В жизни Л. Толстого поражает особое одиночество, не то, которое свойственно гениям, а иное, земное, житейское, человеческое. Он приобрел себе почти все, что может человек приобрести на земле, – кроме друга. Его отношения к Фету нельзя назвать дружбою: он смотрит на него слишком свысока. Да и мог ли Фет быть другом Толстому? Это скорее приятельство двух барских, помещичьих семей – не более. Всю жизнь окружают его только родственники, поклонники, наблюдатели, или наблюдаемые, и, наконец, ученики – последние, кажется, дальше всех от него. И с годами увеличивается в нем эта слишком благоразумная, расчетливая замкнутость, бережливость сердца, совершенная неспособность к дружбе. Один только раз судьба, как бы желая испытать его, послала ему достойного великого друга. И он сам оттолкнул его или не сумел приблизить. Я разумею Тургенева.
Их отношения – одна из труднейших и любопытнейших психологических загадок в истории русской литературы. Какая-то таинственная сила влекла их друг к другу, но, когда они сходились до известной близости, – отталкивала, для того, чтобы потом снова притягивать. Они были неприятны, почти невыносимы и, вместе с тем, единственно близки, нужны друг другу. И никогда не могли они ни сойтись, ни разойтись окончательно.
Тургенев первый понял и приветствовал в Толстом великого русского писателя: «Когда это молодое вино перебродит, выйдет напиток, достойный богов», – еще в 1856 году писал он Дружинину. А через двадцать лет с лишком – Фету: «Имя Л. Толстого начинает приобретать европейскую знаменитость; мы, русские, давно знаем, что у него нет соперников».
«Мнение человека, – признается Л. Толстой, – которого я не люблю, и тем более, чем более вырастаю, – мне дорого – Тургенева».
«В отдалении, хотя это звучит довольно странно, – пишет он самому Тургеневу, – сердце мое к вам лежит, как к брату. Одним словом, я вас люблю , это несомненно».
Григорович рассказывает о вечерах «Современника» на квартире Некрасова в 50-х годах. «Толстой лежит в средней проходной комнате на сафьянном диване и дуется, а Тургенев, раздвинув полы своего короткого пиджака, с заложенными в карманы руками, продолжает ходить взад и вперед по всем трем комнатам. В предупреждение катастрофы Григорович подходит к Толстому:
– Голубчик, Толстой, не волнуйтесь. Вы знаете, как он вас ценит и любит.
– Я не позволю ему ничего делать мне назло, – говорит Толстой с раздувающимися ноздрями. – Это вот он нарочно теперь ходит взад и вперед мимо меня и виляет своими демократическими ляжками!..»

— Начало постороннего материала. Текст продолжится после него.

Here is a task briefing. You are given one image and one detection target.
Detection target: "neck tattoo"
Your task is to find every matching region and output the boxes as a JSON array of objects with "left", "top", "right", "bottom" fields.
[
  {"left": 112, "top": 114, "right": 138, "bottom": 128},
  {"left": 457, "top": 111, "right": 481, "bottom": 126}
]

Наконец «катастрофа», которой не даром боялся Григорович, разразилась в Степановке, имении Фета, в 1861 году – ссора из-за пустяков, которая, однако, едва не довела их до поединка. Тургенев был виноват. Он погорячился, сказал лишнее. Толстой был прав – как во всех своих житейских отношениях, безукоризнен и, несмотря на кажущийся внешний пыл, внутренне холоден, замкнут и сдержан. А между тем, как это ни странно, виноватый Тургенев производит менее тягостное впечатление в этой ссоре, чем правый Толстой. Тургенев тотчас опомнился и как мужественно, как просто и великодушно извинился. Толстой принял или только хотел принять его извинение за трусость.